C’est ainsi que le montrent la troisième et quatrième règle : « Je considérerai, comme si j’étais à l’article de la mort, de quelle manière et avec quel soin je voudrais m’être conduit dans l’élection présente; et, me réglant sur ce que je voudrais avoir fait alors, je le ferai fidèlement maintenant (§186). Je considérerai avec attention quelles seront mes pensées au jour du jugement; je me demanderai comment je voudrais avoir délibéré dans l’élection actuelle; et la règle que je voudrais alors avoir suivie est celle que je suivrai à cette heure, afin de me trouver en ce jour dans un entier contentement et dans une grande joie (§187). »
Cette méditation sur la mort remonte à l’Antiquité, qui a développé le thème du « Memento mori » (Souviens-toi que tu es mortel), qui va être christianisé. Le Christianisme reprend l’idée antique de la nécessaire familiarité avec la pensée de la mort et du rappel de son imminence. Cependant, tandis que la poésie épicurienne prône le « carpe diem » (cueille le jour, profite du moment présent), l’Eglise insiste sur l’urgence de la conversion.
Parmi le trésor de Boscoreale découvert en 1895, on a trouvé ce gobelet d’argent avec d’autres pièces d’orfèvrerie romaine du Ier siècle, au moment de l’éruption du Vésuve en 79 après J.-C. « Le décor de ce gobelet illustre la fragilité et la vanité de la condition humaine : réduits en squelettes, poètes et philosophes grecs invitent à jouir de l’instant présent, accompagnés par des maximes épicuriennes gravées en pointillé ».
Le thème de la précarité de la vie humaine s’inscrit aussi dans la tradition médiévale chrétienne des danses macabres. Cependant, il se crée, à partir du XVIe siècle avec le courant baroque de la Contre Réforme, une iconographie symbolique dans la peinture de Vanités, ainsi qu’une poésie religieuse orientée sur les fins dernières et la destinée spirituelle de l’homme. Ainsi dans sa «Madeleine au Désert», Pierre de Saint-Louis, fait parler dans une prosopopée (discours fictif), le crâne d’une morte :
Au pied d’un crucifix, une teste de mort,
Ou de morte plutôt, lui déclare son sort,
Y voyant sur son front, ces paroles écrites,
Qu’avec elle, lecteur, il faut que tu médites :
« Dans les trous de mes yeux, et sur ce crâne ras,
Vois comme je suis morte, et comme tu mourras,
J’avais eu, comme toi, la chevelure blonde,
Les brillants de mes yeux ravissaient tout le monde,
Maintenant je ne suis que ce que tu peux voir,
Sers-toi donc de moi, comme de ton miroir. »

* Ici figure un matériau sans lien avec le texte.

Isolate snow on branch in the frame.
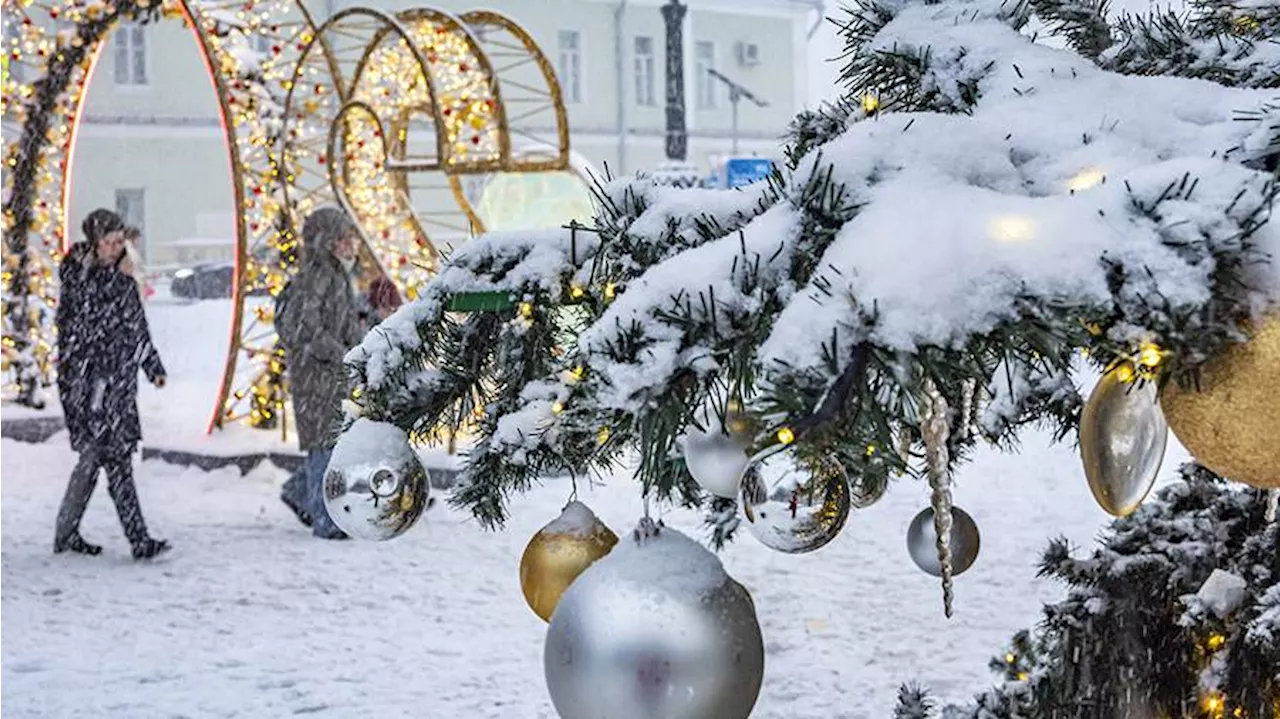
[348,0,1276,521]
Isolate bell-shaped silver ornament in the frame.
[685,412,751,499]
[906,505,982,577]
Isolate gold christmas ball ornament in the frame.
[520,502,618,622]
[1160,312,1280,489]
[1080,365,1169,517]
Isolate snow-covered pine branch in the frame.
[352,0,1276,521]
[926,464,1280,719]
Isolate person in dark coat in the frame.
[54,210,169,559]
[275,207,365,539]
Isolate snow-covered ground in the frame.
[0,294,1184,719]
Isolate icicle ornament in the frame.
[920,380,952,618]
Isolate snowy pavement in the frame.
[0,294,1184,719]
[0,427,1172,719]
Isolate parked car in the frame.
[169,262,236,299]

Sur ce portrait sans masque, où tout lui peut paraître,
Elle voit ce qu’elle est, et ce qu’elle doit être,
Et regardant toujours ce têt de trépassé,
Elle voit le futur dans ce présent passé…
( Rousset, 1968, t. II, p. 144)
Tous les thèmes du mouvement baroque sont présents dans ce poème : spectacle de la mort, goût du macabre, image du miroir, écoulement du temps, recherche des antithèses, apostrophe au lecteur, et surtout leçon religieuse qui n’est plus guère perçue aujourd’hui.
En effet, le crâne qui s’offre à la méditation de Marie-Madeleine lui montre la fragilité de la jeunesse, l’aspect éphémère de la beauté féminine et la destinée mortelle de tout être humain. On trouve souvent la présence d’un crâne au pied de la croix dans les tableaux représentant la Crucifixion, car le Golgotha signifie « lieu du crâne ». C’est pourquoi une très ancienne tradition rapporte qu’il s’agirait du crâne d’Adam. Cet aspect certes légendaire veut du moins signifier symboliquement que le Christ est le « Nouvel Adam » venu racheter Adam, le « terreux », archétype du pécheur. La méditation sur le crâne révèle ainsi l’essence-même du Christianisme, mystère de la Mort et de la Rédemption du Christ. C’est pourquoi l’iconographie privilégie la représentation de Marie-Madeleine, pécheresse pardonnée.